Demorou alguns minutos, talvez vários. Snape já estava dentro da Mansão quando eu consegui o que queria. Assim como todos os seres vivos possuem uma energia vital, a mente possui um fator, que mudava de acordo com a mente de cada um. Os jedis controlavam as mentes das pessoas cujos fatores fossem baixos, deixando a mente fraca.

Assim que eu consegui descobrir o fator de Snape, eu o gravei na minha mente, no meu próprio fator, criando uma ligação que tinha apenas um propósito. Assim que Snape ficasse longe de mim, talvez pouco mais de um quilometro, eu seria teletransportada para um local a cinco metros da posição dele, automaticamente.

Eu testara aquilo algumas vezes e sempre dera certo. Tanto em pessoas com fatores baixos quanto as com fatores altos. Eu sabia que minha mente seria sobrecarregada e isto me daria uma dor de cabeça infernal. Contudo, valia a pena. Eu seguiria Snape, aonde quer que ele fosse.
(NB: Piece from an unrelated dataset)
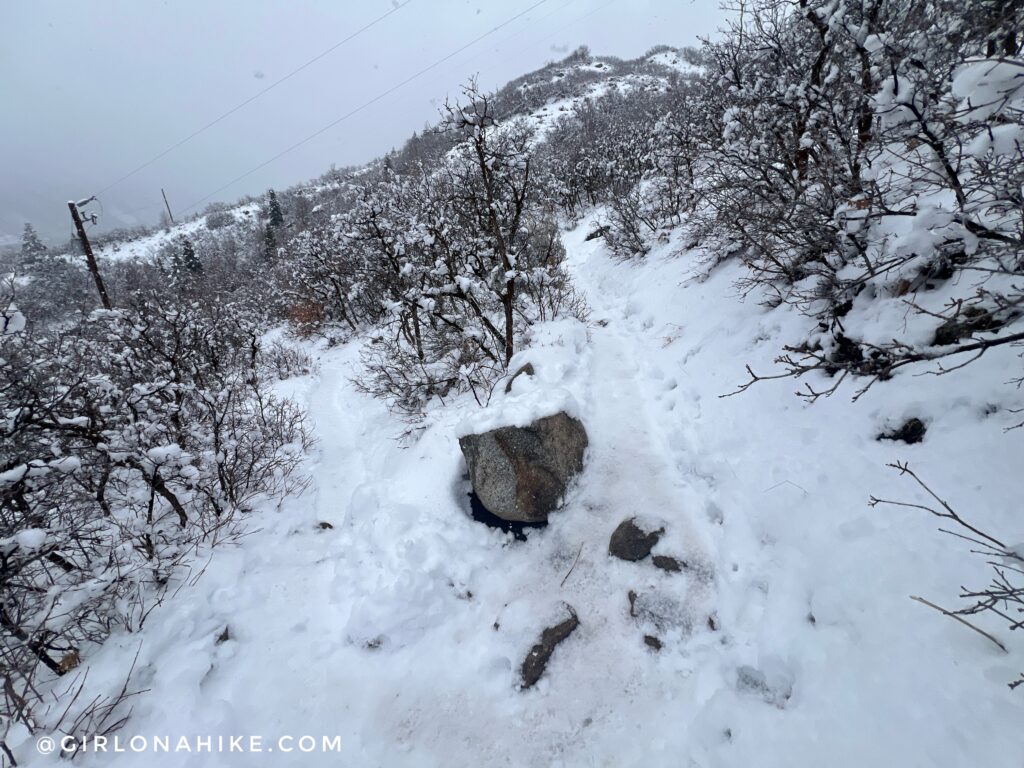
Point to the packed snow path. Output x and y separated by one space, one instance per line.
374 608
Eu não soube dizer quanto tempo se passou, apenas que, quando os grupos de comensais começaram a sair pelo portão, conversando baixinho, eu fiquei tensa, pronta para a ação.
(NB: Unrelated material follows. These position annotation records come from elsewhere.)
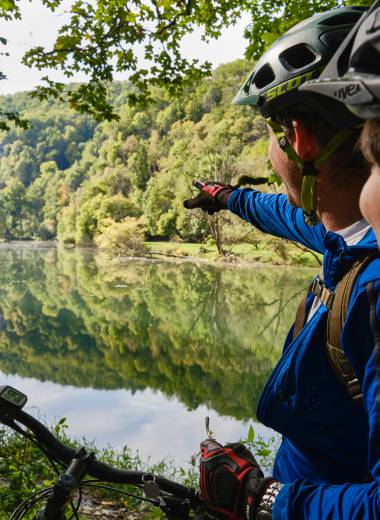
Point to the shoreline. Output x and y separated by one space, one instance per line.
245 255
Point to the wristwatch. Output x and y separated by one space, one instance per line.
264 510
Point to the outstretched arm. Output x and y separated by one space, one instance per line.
274 214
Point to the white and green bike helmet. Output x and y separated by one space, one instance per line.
353 75
273 87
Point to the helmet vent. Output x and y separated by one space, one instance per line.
297 57
264 76
343 18
367 61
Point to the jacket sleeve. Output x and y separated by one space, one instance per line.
273 214
305 500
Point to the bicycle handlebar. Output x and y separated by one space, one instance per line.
62 453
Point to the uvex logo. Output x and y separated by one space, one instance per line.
347 91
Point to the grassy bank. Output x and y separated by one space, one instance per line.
25 470
278 253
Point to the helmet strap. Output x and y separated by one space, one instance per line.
308 169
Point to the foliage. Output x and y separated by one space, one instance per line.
125 236
144 39
25 470
78 177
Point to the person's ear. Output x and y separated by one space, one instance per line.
304 142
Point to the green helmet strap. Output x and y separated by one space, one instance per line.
308 169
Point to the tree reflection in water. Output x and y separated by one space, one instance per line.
206 335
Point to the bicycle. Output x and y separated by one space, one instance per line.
175 500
Snape não estava entre os comensais. Ele apareceu depois, quando praticamente todos já tinham aparatado. Sua expressão era indecifrável, mas ainda sim dura e tensa. Seu corpo estava todo rígido, como se estivesse esperava por um ataque eminente.

Quando ele aparatou, eu pisquei os olhos e me vi em um local totalmente diferente. Eu não tive tempo para sequer pensar. No instante seguinte eu senti vários punhos me golpearem na barriga e fui arremessada para trás. Eu consegui me mover, mesmo com dor no corpo e na cabeça, de modo que cai de pé.

“Mas que merda... o que aconteceu?!”

Eu ouvi um zunido e pulei para o lado. A árvore que estava atrás de mim rachou no meio e tombou. Eu procurei a origem daqueles feitiços com o olhar e achei Snape me encarando com a varinha erguida. Somente naquele momento lembrei-me do feitiço de desilusão, que eu não conjurara. Snape lançou outro feitiço e, enquanto eu desviava, saquei a varinha.

Minha dor de cabeça tornava impossível o uso de feitiços não-verbais, que eu aprendera o básico com Alice. Então eu comecei a retribuir os feitiços, sussurrando enquanto desviava e defendia os que ele me arremessava.

- Quem é você? Como me achou? – perguntou ele.

“Não me reconheceu.” – pensei, jogando-me para trás de uma árvore.

- Eu sou um anjo vingador, seu assassino. Te achar foi fácil demais. – disse eu com desdém.

Mesmo sem querer, minha voz saiu diferente do normal. Ela estava mais grave e seca.

Galhos e folhas secas denunciaram a aproximação dele. Eu respirei fundo e contei os segundos e os passos. Quando soube que ele estava a um metro de distância, eu sai de trás da árvore e ergui a varinha.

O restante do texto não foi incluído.